No hace demasiado en mis planes no entraba compartir mi vida con una mascota, pero llegó un día en que conocí el gato más tierno y zalamero que ha pisado el hemisferio sur. En cuanto se me subió al regazo, me miró con sus despiertos ojos azules y restregó su oscura carita contra mi barbilla, supe que me había cambiado la vida. Con la mía cambió luego la de otros ocho (8) mininos, pero esa es otra historia.

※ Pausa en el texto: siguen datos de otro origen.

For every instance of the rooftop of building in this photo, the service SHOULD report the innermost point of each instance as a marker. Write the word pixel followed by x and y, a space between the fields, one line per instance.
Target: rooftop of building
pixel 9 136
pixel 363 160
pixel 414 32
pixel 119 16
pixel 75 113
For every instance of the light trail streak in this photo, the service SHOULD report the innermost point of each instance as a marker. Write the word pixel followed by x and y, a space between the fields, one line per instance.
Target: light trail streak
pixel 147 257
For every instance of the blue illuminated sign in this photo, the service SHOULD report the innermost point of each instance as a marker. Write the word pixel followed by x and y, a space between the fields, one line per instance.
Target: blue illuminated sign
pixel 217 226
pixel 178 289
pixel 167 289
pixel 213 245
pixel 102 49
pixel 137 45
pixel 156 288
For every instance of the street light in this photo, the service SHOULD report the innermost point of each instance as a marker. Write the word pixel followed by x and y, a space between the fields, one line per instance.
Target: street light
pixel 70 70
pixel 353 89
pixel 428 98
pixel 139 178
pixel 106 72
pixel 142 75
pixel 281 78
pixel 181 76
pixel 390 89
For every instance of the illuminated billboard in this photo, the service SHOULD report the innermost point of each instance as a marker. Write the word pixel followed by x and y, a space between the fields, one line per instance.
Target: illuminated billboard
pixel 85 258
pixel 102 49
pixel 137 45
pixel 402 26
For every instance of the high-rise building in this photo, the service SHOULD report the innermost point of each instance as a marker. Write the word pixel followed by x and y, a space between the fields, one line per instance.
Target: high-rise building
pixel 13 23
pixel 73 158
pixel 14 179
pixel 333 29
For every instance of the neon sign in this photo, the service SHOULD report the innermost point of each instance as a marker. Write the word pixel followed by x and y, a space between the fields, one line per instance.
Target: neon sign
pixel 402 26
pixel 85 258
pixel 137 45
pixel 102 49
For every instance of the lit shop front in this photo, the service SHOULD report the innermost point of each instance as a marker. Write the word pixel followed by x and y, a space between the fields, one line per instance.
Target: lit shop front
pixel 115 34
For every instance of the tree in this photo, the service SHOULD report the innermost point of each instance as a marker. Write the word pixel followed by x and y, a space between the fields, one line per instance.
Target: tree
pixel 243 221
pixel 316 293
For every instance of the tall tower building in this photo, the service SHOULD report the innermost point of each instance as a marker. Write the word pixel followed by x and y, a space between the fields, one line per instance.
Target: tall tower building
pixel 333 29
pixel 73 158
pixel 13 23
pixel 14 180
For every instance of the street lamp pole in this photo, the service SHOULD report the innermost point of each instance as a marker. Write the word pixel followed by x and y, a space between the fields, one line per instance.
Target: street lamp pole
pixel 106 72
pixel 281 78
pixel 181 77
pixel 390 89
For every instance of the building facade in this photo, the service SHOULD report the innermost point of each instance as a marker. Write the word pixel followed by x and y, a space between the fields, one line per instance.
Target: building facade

Quien me cambió la vida se ha ido para subirse en el regazo del dios de los gatos pidiendo mimos (aunque recordemos que los gatos son dioses, y lo saben). Deja un espacio vacío en una casa y muchos más en otros tantos corazones, pero debo decirle una última cosa: Gracias, Tati. Gracias por cambiarme. Cuida de todos los que te estarán esperando y espéranos a nosotros, que no tardaremos en ronronear a tu lado.
Me gustaría encontrar consuelo y dárselo a aquella a quien tanto quiero, pero no está en mi mano:
—Con todo eso, te hago saber, hermano Panza —replicó don Quijote—, que no hay memoria a quien el tiempo no acabe, ni dolor que muerte no le consuma.